# Searching of Classifier Hyperparameters

#### Introduction

One baseline dataset [dimension = 128, random seed = None] was used for searching of optimal classifer hyperparmeters.

Two classifiers were experiemented in focus, namely Bagging SVM, Random Forest. 

The data are normalised. The dataset is split into training and testing set. GridSearchCV is employed to build the classifier pipeline and cross validation for each set of hyperparamters. Three scorers, top20, top100 and AUPRC are used to evaluate the classifiers. The results are used for selection of the best performers. 

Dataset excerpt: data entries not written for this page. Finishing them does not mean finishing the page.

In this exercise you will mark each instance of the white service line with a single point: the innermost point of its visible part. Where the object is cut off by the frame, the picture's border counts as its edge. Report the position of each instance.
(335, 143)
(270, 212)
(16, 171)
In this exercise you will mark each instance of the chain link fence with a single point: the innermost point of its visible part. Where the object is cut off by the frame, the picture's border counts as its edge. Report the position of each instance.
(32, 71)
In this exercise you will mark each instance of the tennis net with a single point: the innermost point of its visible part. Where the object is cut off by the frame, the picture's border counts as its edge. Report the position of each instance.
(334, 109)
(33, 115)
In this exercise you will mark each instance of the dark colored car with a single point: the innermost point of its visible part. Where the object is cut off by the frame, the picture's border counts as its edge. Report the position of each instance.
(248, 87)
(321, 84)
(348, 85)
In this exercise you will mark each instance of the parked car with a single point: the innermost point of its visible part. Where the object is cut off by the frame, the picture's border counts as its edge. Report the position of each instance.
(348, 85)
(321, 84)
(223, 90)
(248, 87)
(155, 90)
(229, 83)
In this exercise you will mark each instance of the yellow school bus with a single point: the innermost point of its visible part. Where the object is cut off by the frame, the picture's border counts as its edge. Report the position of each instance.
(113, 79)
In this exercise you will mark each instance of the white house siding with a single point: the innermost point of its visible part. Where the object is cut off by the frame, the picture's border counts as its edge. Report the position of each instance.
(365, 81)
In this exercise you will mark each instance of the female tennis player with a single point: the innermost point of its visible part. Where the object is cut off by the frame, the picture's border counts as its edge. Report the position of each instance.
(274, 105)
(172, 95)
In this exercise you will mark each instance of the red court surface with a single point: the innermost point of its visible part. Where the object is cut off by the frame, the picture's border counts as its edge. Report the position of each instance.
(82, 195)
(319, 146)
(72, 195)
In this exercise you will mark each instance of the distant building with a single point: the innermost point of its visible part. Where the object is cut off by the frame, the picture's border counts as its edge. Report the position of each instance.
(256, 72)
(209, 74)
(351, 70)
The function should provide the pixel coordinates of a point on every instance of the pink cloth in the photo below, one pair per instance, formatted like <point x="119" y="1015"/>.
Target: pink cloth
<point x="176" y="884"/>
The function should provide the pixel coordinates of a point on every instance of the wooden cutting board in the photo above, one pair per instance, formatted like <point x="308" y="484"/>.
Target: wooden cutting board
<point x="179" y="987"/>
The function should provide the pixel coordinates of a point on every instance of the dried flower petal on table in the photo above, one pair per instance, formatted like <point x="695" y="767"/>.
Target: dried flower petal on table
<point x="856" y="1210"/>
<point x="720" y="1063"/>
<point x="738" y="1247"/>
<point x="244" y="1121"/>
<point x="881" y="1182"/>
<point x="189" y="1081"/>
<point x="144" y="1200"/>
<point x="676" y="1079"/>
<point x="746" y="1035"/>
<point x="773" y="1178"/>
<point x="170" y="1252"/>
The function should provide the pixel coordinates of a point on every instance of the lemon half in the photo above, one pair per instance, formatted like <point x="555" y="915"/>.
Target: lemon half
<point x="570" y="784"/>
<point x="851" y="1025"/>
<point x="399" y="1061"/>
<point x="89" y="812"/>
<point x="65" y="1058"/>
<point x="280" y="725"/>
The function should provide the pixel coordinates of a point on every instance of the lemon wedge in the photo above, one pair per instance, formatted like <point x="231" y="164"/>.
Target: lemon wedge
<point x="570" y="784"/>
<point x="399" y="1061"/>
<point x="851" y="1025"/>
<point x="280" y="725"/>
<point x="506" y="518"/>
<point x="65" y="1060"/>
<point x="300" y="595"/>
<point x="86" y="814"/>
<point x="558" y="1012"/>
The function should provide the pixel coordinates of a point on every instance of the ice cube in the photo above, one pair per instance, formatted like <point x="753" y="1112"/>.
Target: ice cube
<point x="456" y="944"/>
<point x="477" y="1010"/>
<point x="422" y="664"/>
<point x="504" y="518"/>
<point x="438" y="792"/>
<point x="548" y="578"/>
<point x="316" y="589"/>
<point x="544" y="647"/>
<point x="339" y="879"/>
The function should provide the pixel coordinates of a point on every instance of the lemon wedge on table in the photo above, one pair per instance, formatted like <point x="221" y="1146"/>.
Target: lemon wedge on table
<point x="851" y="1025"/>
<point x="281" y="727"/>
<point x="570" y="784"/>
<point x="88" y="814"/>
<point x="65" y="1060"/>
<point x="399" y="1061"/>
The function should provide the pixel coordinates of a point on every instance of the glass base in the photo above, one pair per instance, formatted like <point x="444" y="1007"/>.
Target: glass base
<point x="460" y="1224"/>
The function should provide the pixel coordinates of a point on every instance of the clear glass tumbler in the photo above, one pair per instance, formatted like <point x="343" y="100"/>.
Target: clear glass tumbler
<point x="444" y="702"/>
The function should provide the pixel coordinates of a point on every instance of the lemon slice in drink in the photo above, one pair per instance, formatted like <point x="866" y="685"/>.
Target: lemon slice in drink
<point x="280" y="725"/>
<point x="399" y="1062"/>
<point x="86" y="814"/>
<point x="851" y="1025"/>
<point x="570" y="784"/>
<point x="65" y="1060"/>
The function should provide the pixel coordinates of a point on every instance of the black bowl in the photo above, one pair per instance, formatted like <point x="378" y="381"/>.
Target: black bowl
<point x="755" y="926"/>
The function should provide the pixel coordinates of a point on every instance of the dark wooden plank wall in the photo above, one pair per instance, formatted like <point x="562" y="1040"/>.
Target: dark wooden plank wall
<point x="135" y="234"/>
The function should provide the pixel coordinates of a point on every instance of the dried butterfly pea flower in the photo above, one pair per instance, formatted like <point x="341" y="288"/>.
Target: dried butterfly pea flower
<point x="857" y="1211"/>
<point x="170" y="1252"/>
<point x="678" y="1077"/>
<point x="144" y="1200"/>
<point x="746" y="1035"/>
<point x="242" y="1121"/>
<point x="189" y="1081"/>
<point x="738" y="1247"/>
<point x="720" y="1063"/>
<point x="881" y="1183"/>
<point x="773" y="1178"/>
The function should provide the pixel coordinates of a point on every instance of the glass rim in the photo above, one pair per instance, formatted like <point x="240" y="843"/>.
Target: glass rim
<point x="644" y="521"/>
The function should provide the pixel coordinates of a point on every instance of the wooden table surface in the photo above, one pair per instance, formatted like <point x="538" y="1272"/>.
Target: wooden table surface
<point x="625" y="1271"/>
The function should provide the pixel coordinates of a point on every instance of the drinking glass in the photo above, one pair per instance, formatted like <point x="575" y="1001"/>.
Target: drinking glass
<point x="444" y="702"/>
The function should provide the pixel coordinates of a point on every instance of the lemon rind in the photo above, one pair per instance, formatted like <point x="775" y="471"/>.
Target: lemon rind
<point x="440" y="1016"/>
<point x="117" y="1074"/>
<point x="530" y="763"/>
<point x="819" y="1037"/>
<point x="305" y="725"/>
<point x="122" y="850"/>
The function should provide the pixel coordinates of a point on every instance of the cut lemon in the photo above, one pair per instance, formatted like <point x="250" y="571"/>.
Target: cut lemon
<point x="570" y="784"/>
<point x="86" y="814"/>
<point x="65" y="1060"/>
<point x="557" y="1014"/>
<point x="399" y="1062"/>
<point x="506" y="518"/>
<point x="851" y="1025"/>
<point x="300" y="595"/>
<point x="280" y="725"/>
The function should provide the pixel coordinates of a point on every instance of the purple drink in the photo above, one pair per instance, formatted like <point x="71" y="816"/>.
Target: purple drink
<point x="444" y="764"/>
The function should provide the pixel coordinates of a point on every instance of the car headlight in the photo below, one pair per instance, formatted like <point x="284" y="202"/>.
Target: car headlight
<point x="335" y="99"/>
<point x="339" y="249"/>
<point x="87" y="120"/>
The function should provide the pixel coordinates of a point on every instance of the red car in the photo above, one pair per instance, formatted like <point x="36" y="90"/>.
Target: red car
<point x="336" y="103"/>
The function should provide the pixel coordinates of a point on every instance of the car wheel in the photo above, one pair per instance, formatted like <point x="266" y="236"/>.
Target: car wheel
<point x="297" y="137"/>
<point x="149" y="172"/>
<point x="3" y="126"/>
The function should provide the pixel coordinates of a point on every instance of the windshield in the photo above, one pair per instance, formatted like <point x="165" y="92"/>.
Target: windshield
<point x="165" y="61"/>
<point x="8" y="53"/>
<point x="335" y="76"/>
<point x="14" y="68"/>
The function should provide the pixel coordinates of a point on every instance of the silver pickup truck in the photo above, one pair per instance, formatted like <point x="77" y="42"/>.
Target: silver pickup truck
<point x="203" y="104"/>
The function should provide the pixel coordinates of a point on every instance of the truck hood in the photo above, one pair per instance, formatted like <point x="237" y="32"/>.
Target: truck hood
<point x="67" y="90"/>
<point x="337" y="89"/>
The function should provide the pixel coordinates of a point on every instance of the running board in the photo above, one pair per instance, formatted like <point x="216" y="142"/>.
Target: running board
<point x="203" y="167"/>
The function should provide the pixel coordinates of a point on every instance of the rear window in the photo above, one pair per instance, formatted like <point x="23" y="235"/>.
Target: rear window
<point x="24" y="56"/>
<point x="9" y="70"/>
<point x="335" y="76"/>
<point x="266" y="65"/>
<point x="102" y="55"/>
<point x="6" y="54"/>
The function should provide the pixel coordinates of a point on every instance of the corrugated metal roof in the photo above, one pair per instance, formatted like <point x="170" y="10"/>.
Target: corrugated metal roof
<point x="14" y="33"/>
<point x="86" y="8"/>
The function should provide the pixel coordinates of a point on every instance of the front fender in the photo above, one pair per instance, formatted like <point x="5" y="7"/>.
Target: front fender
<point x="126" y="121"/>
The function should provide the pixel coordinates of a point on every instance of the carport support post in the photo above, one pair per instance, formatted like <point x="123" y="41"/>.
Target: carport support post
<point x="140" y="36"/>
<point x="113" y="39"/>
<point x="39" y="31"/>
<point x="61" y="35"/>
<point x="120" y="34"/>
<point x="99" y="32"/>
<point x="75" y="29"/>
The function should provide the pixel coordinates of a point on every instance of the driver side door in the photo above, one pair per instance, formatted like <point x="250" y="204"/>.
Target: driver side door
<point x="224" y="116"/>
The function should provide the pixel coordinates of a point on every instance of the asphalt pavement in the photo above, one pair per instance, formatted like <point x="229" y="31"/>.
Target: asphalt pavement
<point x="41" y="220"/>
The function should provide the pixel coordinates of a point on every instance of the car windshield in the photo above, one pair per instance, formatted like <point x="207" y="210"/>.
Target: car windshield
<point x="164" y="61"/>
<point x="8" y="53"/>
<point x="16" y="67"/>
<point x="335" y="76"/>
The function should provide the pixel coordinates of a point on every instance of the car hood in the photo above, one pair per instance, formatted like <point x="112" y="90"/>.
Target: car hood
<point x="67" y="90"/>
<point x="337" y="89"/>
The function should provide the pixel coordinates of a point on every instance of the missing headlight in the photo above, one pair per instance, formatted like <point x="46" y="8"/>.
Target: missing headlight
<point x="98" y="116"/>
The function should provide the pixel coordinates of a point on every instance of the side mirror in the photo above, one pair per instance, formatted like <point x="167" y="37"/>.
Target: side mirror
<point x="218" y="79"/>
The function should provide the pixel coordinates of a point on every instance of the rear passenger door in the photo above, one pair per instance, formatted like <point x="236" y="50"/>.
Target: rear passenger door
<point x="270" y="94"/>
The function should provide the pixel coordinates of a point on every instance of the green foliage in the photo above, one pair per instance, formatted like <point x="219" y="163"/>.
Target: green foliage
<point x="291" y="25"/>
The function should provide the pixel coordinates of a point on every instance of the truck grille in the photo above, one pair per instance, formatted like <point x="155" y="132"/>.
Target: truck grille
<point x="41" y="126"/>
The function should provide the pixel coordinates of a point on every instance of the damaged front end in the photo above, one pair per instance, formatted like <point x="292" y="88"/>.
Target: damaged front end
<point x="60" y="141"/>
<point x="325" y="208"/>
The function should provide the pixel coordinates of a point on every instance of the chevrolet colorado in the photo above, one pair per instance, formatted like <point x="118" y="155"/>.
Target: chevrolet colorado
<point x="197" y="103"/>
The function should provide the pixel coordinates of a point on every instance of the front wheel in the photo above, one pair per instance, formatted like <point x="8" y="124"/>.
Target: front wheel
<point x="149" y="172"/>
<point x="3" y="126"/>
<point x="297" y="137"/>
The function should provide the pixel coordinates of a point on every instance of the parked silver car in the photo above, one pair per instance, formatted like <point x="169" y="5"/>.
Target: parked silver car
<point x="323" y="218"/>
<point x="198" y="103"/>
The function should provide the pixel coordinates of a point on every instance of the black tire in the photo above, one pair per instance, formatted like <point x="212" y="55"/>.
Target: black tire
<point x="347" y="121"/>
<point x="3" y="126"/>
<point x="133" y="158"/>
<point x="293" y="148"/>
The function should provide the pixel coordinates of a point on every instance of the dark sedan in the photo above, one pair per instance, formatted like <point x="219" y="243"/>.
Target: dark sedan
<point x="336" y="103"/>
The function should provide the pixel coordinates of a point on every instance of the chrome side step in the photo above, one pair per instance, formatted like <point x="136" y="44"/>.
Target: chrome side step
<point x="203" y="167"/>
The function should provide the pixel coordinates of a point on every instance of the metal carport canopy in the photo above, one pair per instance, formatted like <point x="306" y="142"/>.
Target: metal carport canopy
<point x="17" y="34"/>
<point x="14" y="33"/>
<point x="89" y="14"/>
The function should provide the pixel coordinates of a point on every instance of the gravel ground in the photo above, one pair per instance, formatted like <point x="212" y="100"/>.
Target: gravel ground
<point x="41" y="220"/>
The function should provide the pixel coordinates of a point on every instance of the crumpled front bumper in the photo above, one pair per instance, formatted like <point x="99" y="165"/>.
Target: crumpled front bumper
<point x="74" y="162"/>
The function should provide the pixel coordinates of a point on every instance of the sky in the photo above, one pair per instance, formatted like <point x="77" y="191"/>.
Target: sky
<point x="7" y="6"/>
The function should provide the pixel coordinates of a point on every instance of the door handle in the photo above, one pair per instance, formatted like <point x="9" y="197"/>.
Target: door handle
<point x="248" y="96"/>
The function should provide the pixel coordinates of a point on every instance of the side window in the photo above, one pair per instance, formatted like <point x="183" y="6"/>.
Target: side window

User can use this notebook to amend the hyperparameters as well as the scorer.

#### Evaluation of model performance:

Input:	dataset, hyperparameters grid, performance scorers

Process:

-  Configuration scorers
-  Split the baseline dataset into training and testing dataset, 
-  Configure GridsearchCV pipeline
-  Fitting of training data
-  display the results

Quality control:

-	verify total number of CV splits and the total number of combinations of hyperparameter

Output:	

-	Evaluation results of by the GridSearch method

Remarks: User can amend the hyperparameters settings


#### Import Libraries

In [None]:
import os
import pandas as pd
import numpy as np
from sklearn.model_selection import train_test_split
from pulearn import BaggingPuClassifier
from sklearn.preprocessing import StandardScaler
from sklearn.model_selection import GridSearchCV
from sklearn.svm import SVC
from sklearn.tree import DecisionTreeClassifier
from sklearn.pipeline import Pipeline
from sklearn.metrics import make_scorer, average_precision_score
from sklearn.model_selection import train_test_split

#### Define helper functions

In [None]:
# defined performance metrics scorers

def auprc_score(y_true, y_pred):
    '''
    scoring function of AUPRC
    parametes:
        y_true: pandas series, series of value of the class label
        y_pred: numpy array, the predicted probality of positive class
    return:
        AUPRC value
    '''
    return average_precision_score(y_true, y_pred)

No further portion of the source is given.